Force est de constater que ces deux logiciels ne sont pas au point, ou lorsque l'un fonctionne une mise à jour entraîne des régressions, taux de DL divisié par 10, PING multiplié par 10 ... etc ...

Aujourd'hui, la version actuelle de uTorrent amène des taux ne dépassant les 50 - 80 Ko/s. Transmission, la dernière version, en beta, fonctionnait avec ses soucis, mais au moins j'avais des taux normaux, pas de PING majoré.
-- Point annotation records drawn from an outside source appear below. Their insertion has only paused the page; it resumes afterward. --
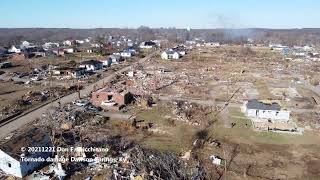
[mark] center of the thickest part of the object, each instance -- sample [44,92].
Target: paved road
[30,117]
[116,115]
[222,104]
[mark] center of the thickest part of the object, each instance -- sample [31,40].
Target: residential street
[24,119]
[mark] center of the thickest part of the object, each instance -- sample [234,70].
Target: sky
[197,14]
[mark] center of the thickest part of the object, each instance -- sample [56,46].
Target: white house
[67,43]
[260,110]
[49,45]
[14,155]
[126,54]
[13,49]
[148,45]
[106,62]
[68,50]
[212,44]
[115,58]
[92,65]
[170,54]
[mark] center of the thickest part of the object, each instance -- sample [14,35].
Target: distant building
[13,49]
[68,50]
[126,54]
[49,45]
[24,45]
[92,65]
[106,62]
[148,45]
[69,72]
[260,110]
[212,44]
[12,152]
[115,58]
[170,54]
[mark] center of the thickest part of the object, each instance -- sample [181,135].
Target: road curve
[33,115]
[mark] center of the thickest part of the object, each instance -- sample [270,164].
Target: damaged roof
[33,137]
[255,104]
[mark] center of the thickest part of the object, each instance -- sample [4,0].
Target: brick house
[120,98]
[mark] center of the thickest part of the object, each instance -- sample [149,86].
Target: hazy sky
[160,13]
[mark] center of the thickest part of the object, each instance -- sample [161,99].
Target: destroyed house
[92,65]
[106,95]
[272,111]
[14,150]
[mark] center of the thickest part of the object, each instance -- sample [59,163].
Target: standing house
[67,43]
[13,49]
[115,58]
[69,72]
[260,110]
[106,95]
[68,50]
[92,65]
[126,54]
[106,62]
[13,158]
[170,54]
[148,45]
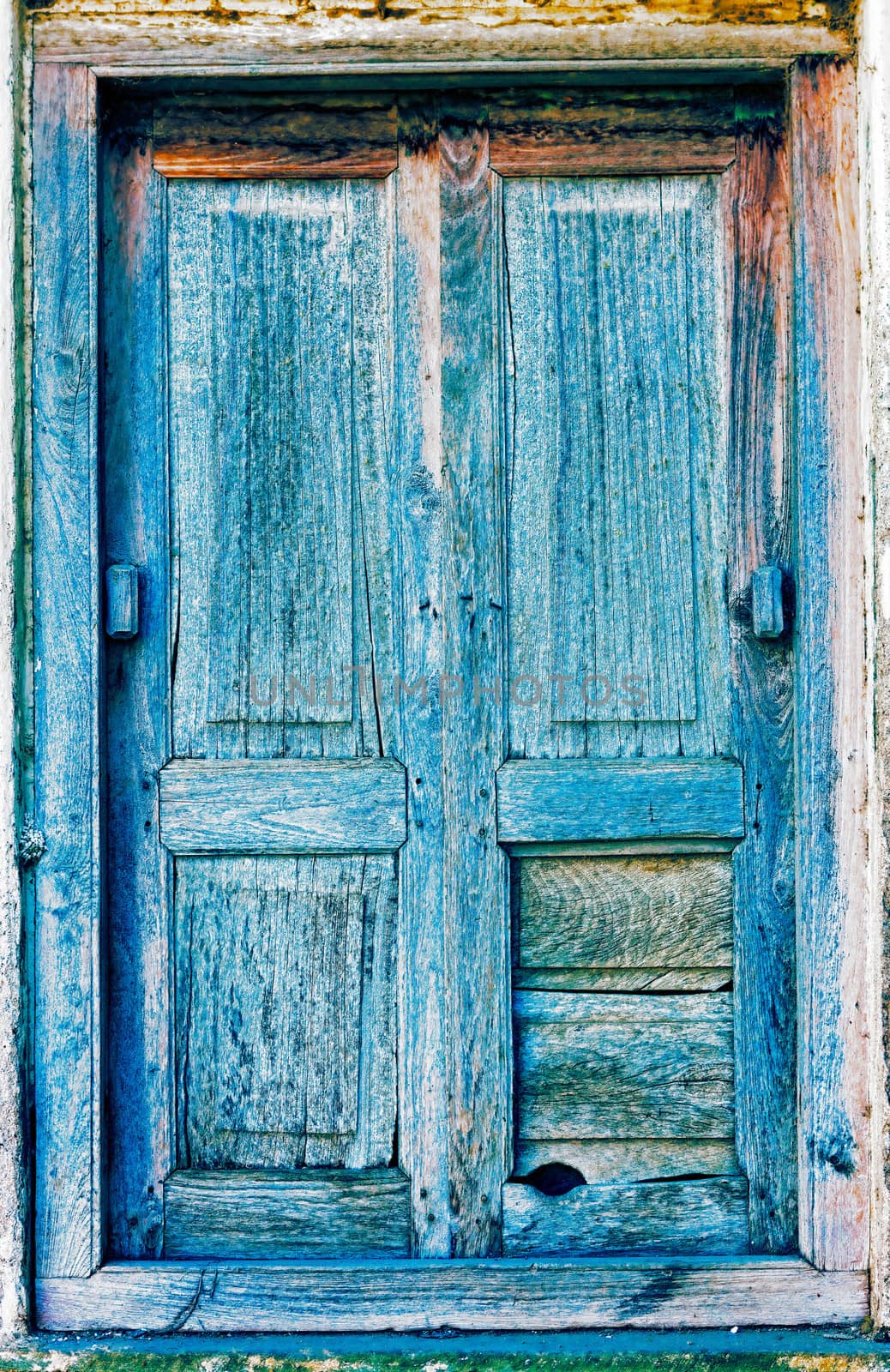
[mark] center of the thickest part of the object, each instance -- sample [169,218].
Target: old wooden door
[448,745]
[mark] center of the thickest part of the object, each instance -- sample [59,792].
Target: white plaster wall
[11,1175]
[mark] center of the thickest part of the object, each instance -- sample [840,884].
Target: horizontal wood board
[583,800]
[274,139]
[612,134]
[624,912]
[602,1161]
[508,1294]
[269,1216]
[283,807]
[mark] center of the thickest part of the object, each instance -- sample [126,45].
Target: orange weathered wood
[832,720]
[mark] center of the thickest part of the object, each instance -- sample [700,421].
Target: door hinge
[768,617]
[123,601]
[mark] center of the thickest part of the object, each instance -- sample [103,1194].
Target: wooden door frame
[828,1283]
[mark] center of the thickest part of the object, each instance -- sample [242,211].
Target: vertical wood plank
[66,676]
[286,1012]
[133,431]
[418,497]
[475,869]
[830,681]
[759,287]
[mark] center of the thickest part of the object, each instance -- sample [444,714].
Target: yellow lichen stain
[839,14]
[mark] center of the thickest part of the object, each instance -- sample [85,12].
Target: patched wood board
[283,807]
[286,1012]
[622,1067]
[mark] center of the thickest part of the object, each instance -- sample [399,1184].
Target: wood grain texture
[576,800]
[286,1012]
[375,1297]
[280,401]
[347,45]
[418,521]
[133,431]
[615,443]
[602,1161]
[652,980]
[260,418]
[657,1218]
[622,1067]
[66,580]
[761,484]
[612,134]
[475,868]
[283,807]
[624,912]
[832,724]
[229,137]
[270,1216]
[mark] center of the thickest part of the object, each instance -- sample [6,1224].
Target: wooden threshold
[283,807]
[219,139]
[576,802]
[472,1296]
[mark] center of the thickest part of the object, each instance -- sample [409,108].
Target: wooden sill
[471,1296]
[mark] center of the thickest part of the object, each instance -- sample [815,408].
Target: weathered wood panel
[140,1087]
[612,132]
[272,1216]
[261,457]
[652,980]
[283,807]
[473,720]
[335,41]
[622,1067]
[658,1218]
[286,1012]
[516,1294]
[280,374]
[613,438]
[832,722]
[68,1091]
[418,521]
[624,912]
[601,452]
[576,800]
[759,286]
[232,137]
[628,1159]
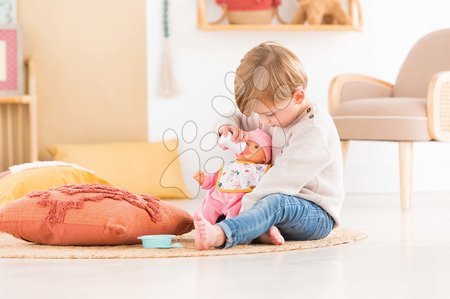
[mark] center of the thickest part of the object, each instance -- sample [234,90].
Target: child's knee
[271,200]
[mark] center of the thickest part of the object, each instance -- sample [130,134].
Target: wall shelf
[205,25]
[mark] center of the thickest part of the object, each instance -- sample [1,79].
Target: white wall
[202,59]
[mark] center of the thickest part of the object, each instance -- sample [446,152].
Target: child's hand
[237,135]
[199,176]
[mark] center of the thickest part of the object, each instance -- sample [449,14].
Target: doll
[234,179]
[249,11]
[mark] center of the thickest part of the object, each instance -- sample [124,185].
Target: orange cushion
[90,214]
[16,185]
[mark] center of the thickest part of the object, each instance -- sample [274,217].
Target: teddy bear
[317,12]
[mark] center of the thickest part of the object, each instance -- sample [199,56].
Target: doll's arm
[210,181]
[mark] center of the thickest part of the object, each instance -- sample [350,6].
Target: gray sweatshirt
[306,160]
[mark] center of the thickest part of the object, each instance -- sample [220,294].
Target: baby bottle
[237,148]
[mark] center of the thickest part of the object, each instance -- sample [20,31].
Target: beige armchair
[416,108]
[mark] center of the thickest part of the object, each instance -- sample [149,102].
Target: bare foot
[207,235]
[272,236]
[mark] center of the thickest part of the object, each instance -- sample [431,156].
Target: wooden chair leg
[406,162]
[344,149]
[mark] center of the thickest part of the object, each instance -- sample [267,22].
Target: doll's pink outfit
[227,186]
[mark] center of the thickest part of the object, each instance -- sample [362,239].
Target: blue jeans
[296,218]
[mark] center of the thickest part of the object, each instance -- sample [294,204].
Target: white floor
[407,255]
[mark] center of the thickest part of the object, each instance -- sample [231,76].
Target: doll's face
[252,153]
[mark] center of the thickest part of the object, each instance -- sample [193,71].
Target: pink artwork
[10,61]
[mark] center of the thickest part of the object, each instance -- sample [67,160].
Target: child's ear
[299,95]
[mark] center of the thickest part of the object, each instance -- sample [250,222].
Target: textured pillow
[90,215]
[16,185]
[139,167]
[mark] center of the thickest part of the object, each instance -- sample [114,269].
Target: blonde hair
[269,71]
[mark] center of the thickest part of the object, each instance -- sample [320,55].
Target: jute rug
[11,247]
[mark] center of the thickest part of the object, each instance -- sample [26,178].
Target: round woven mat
[11,247]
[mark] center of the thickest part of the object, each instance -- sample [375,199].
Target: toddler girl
[301,195]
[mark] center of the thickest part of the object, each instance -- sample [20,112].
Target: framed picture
[8,12]
[11,61]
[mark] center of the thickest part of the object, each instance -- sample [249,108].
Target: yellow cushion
[16,185]
[139,167]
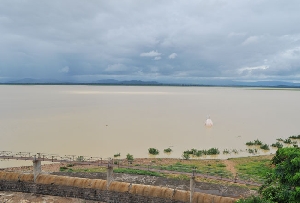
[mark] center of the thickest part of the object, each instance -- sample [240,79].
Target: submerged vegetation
[168,150]
[129,157]
[153,151]
[277,144]
[117,155]
[283,181]
[295,137]
[265,147]
[255,142]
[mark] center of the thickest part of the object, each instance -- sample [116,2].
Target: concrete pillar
[110,173]
[36,168]
[192,186]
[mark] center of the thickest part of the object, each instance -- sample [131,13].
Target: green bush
[185,155]
[265,147]
[277,144]
[255,142]
[63,168]
[153,151]
[136,171]
[226,151]
[129,157]
[117,155]
[288,141]
[168,150]
[295,137]
[253,199]
[252,151]
[213,151]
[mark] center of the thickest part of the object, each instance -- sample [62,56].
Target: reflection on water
[104,120]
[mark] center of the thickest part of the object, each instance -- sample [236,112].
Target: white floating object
[208,122]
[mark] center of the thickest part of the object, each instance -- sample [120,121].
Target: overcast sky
[157,40]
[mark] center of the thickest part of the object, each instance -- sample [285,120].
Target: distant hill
[225,83]
[33,81]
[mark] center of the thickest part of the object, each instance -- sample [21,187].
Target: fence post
[110,172]
[192,185]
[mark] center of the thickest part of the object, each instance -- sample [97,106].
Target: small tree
[153,151]
[168,150]
[186,156]
[129,158]
[283,185]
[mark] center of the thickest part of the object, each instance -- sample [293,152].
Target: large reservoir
[105,120]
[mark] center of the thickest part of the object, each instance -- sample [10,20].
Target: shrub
[255,142]
[153,151]
[129,157]
[277,144]
[235,151]
[80,158]
[265,147]
[198,153]
[62,168]
[252,151]
[117,155]
[295,137]
[168,150]
[287,141]
[226,151]
[253,199]
[213,151]
[185,155]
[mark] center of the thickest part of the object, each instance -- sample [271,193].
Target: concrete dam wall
[99,190]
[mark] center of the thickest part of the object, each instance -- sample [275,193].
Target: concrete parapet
[96,189]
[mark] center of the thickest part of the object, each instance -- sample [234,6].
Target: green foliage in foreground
[198,153]
[277,144]
[265,147]
[295,137]
[117,155]
[255,142]
[137,171]
[168,150]
[283,183]
[153,151]
[253,199]
[129,157]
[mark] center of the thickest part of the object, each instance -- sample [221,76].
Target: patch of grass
[295,137]
[168,150]
[277,144]
[288,141]
[221,165]
[136,171]
[265,147]
[90,170]
[255,142]
[63,168]
[226,151]
[153,151]
[252,151]
[254,168]
[117,155]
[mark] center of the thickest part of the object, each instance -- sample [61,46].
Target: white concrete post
[110,172]
[192,186]
[36,168]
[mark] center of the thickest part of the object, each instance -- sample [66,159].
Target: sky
[151,40]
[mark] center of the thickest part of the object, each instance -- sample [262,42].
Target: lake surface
[104,120]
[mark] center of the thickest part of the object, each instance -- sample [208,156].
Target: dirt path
[230,166]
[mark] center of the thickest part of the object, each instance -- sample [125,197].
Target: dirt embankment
[18,197]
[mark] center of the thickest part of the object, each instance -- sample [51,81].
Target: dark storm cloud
[156,40]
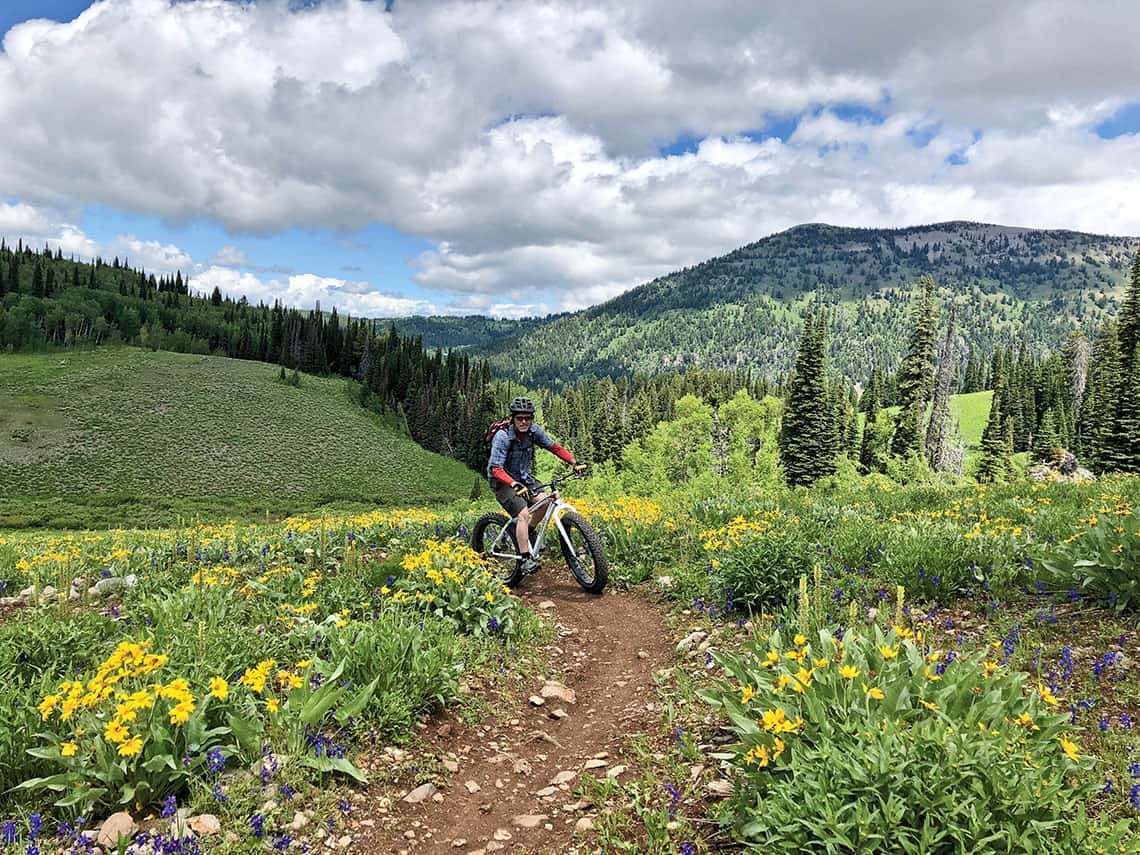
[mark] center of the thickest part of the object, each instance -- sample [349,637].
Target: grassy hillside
[971,412]
[121,436]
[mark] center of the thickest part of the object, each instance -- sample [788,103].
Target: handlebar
[553,483]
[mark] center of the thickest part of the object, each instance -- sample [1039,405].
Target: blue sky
[511,159]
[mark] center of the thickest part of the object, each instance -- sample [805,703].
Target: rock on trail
[513,787]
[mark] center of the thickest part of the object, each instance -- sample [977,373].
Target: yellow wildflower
[180,714]
[47,705]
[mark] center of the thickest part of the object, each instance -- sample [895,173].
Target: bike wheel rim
[579,556]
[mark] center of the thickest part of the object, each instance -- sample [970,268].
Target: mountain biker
[509,470]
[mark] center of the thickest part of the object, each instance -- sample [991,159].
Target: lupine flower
[674,798]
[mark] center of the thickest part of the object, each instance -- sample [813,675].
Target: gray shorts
[511,502]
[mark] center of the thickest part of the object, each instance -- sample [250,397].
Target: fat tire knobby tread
[478,537]
[594,544]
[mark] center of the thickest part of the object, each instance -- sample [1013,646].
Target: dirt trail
[520,768]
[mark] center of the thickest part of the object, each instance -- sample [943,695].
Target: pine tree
[1126,430]
[939,437]
[807,433]
[1048,441]
[993,462]
[1129,323]
[915,374]
[1099,415]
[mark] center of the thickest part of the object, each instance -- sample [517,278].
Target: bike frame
[555,507]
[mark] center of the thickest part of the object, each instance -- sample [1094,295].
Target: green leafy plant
[876,743]
[125,738]
[1102,561]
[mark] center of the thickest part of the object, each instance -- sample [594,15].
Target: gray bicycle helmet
[522,406]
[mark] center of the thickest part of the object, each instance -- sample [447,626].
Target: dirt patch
[511,783]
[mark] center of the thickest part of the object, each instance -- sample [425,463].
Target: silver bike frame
[556,506]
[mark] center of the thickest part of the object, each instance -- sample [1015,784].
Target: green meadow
[123,436]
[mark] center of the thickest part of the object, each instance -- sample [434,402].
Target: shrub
[125,737]
[1101,560]
[874,743]
[453,581]
[759,559]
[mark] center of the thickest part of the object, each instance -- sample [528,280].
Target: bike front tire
[485,534]
[584,553]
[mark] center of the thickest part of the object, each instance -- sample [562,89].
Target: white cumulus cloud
[522,139]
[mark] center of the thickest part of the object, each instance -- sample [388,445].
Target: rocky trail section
[512,778]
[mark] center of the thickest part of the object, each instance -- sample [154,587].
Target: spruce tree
[939,436]
[1098,425]
[807,433]
[993,463]
[915,374]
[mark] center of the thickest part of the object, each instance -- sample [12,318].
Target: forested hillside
[48,301]
[1011,286]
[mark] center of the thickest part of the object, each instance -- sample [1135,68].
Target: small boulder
[421,794]
[114,827]
[204,824]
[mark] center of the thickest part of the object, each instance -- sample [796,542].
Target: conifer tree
[993,463]
[915,374]
[1098,424]
[1128,413]
[942,446]
[807,433]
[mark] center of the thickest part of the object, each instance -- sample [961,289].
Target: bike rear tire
[485,534]
[585,559]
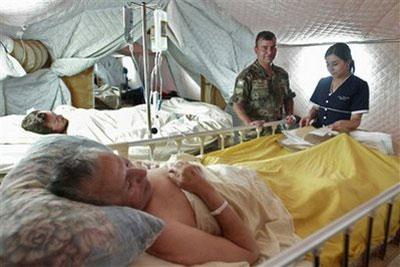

Après quelques plantages j'ai décidé de tester la dernière release, la 1.82 et je n'ai plus aucun DL, une erreur "Permission denied".

Je ne suis pas le seul, il y a plusieurs posts sur chacun des deux forums officiels, exemple: 
http://forum.transmissionbt.com/viewtopic.php?f=4&t=8867&p=44055#p44055

Auriez-vous une suggestion de soft, sans que ce soit une usine à gaz comme Vuze.

Merci


----------



## eyezberg (25 Janvier 2010)

Désolé, pas de suggestion (serais preneur aussi!), mais je confirme les problèmes depuis la màj de Transmission


----------



## nemrod (25 Janvier 2010)

eyezberg a dit:


> Désolé, pas de suggestion (serais preneur aussi!), mais je confirme les problèmes depuis la màj de Transmission



Je m'étais juré de ne pas faire de MAJ, du moins sans conserver une copie d'uen version fonctionnelle, quelle m...e


----------



## Gr3gZZ (25 Janvier 2010)

3 secondes de rechercher sur google et.... http://torrentfreak.com/mac-bt-clients/


----------



## jpmiss (25 Janvier 2010)

BtAccel


----------



## nemrod (26 Janvier 2010)

Gr3gZZ a dit:


> 3 secondes de rechercher sur google et.... http://torrentfreak.com/mac-bt-clients/



Mea culpa :rose:  

---------- Nouveau message ajouté à 00h12 ---------- Le message précédent a été envoyé à 00h12 ----------




jpmiss a dit:


> BtAccel



Je surfr sur le site en question mais j'ai loupé le truc, merci , il ne semble plus y avoir d'invitations disponibles.


----------



## daguins (28 Janvier 2010)

Moi aussi j'ai des problèmes avec transmission version 1.82

- Elle a du mal à se lancer et avant que l'appli s'affiche a mon écran, le système m'informe que l'appli ne répond pas (comme sur un bon vieux PC ^^)
- A chaque fois que je veux télécharger un torrent (légal ^^) ça me met un joli message d'erreur :



> erreur: permission denied....




Je rappelle que je tourne sous Mac OS X 10.6 donc Snow Leopard et que je pense que ceci est lié aux différents problème de transmission.


----------